Why this matters
Real-world image restoration struggles because training pairs rarely match diverse natural degradations. GGT-100K addresses that gap by using modern multi-frame/multi-modal models (MFMs) to synthesize realistic LQ–HQ pairs at scale, so restoration models trained with these pairs generalize better to unseen real degradations.
What Sets It Apart
- Large, generative ground-truth corpus: 100,000 LQ–HQ pairs produced to cover a wide range of realistic degradations rather than handcrafted synthetic noise.
- Baselines and checkpoints included: baseline training code plus 20 pretrained checkpoints (10 models × 2 settings) to compare "existing data only" vs "existing data + GGT-100K." This lowers the barrier to reproduce comparisons.
- Convenient training lists: three JSONL split files (train_existing, train_existing_GGT, test_GGT_500) use relative paths for easy dataset joining in experiments.
- Clear license and provenance: released on Hugging Face with CC BY‑NC‑ND 4.0 and linked paper/ProjectPage for methodological details.
Who It's For & Trade-offs
Great fit if you train or evaluate image restoration models and need broader real-world degradation coverage for better generalization; useful for researchers benchmarking SOTA restorers and for engineers wanting ready-made training splits and checkpoints.
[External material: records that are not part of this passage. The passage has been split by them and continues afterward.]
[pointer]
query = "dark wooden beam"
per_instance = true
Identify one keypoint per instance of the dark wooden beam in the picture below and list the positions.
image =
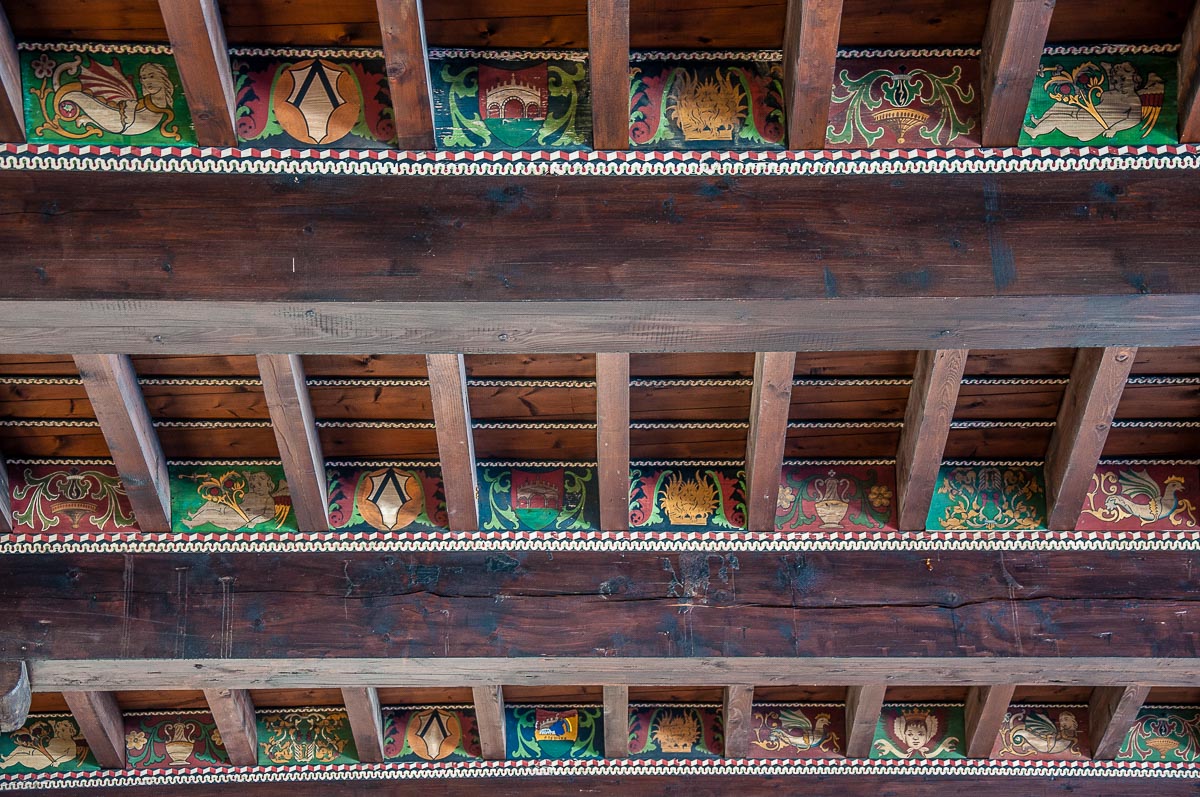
(737, 714)
(826, 287)
(15, 695)
(490, 721)
(100, 721)
(863, 706)
(985, 712)
(1189, 79)
(810, 49)
(769, 405)
(609, 66)
(233, 711)
(402, 25)
(1097, 381)
(202, 55)
(612, 439)
(616, 721)
(1110, 714)
(120, 408)
(12, 106)
(1012, 51)
(456, 444)
(366, 721)
(927, 425)
(295, 432)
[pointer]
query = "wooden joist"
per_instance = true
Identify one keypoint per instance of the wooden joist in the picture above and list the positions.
(202, 55)
(402, 27)
(15, 695)
(490, 721)
(120, 408)
(985, 712)
(863, 706)
(769, 405)
(12, 106)
(1012, 52)
(737, 714)
(233, 711)
(456, 444)
(927, 425)
(616, 720)
(810, 49)
(609, 67)
(1097, 381)
(612, 439)
(1110, 713)
(100, 721)
(366, 721)
(295, 432)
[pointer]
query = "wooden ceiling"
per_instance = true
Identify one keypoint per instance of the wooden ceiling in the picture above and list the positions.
(563, 23)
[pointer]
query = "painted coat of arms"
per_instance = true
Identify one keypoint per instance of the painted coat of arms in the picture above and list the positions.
(707, 106)
(919, 731)
(1144, 497)
(69, 498)
(924, 102)
(844, 498)
(688, 498)
(313, 102)
(1102, 100)
(511, 105)
(797, 731)
(105, 97)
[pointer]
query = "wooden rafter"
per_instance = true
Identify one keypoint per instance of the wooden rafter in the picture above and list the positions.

Look elsewhere if you require fully permissive commercial licensing (CC BY‑NC‑ND forbids commercial reuse and derivatives) or if you need pixel-perfect, human-photographed ground truth rather than model-generated GT.
Where It Fits
Use GGT-100K as an augmentation or additional training corpus alongside existing real/synthetic datasets when assessing robustness to diverse degradations. It complements traditional datasets by providing generative ground truth derived from MFMs and is most informative when compared side-by-side with models trained without GGT-100K.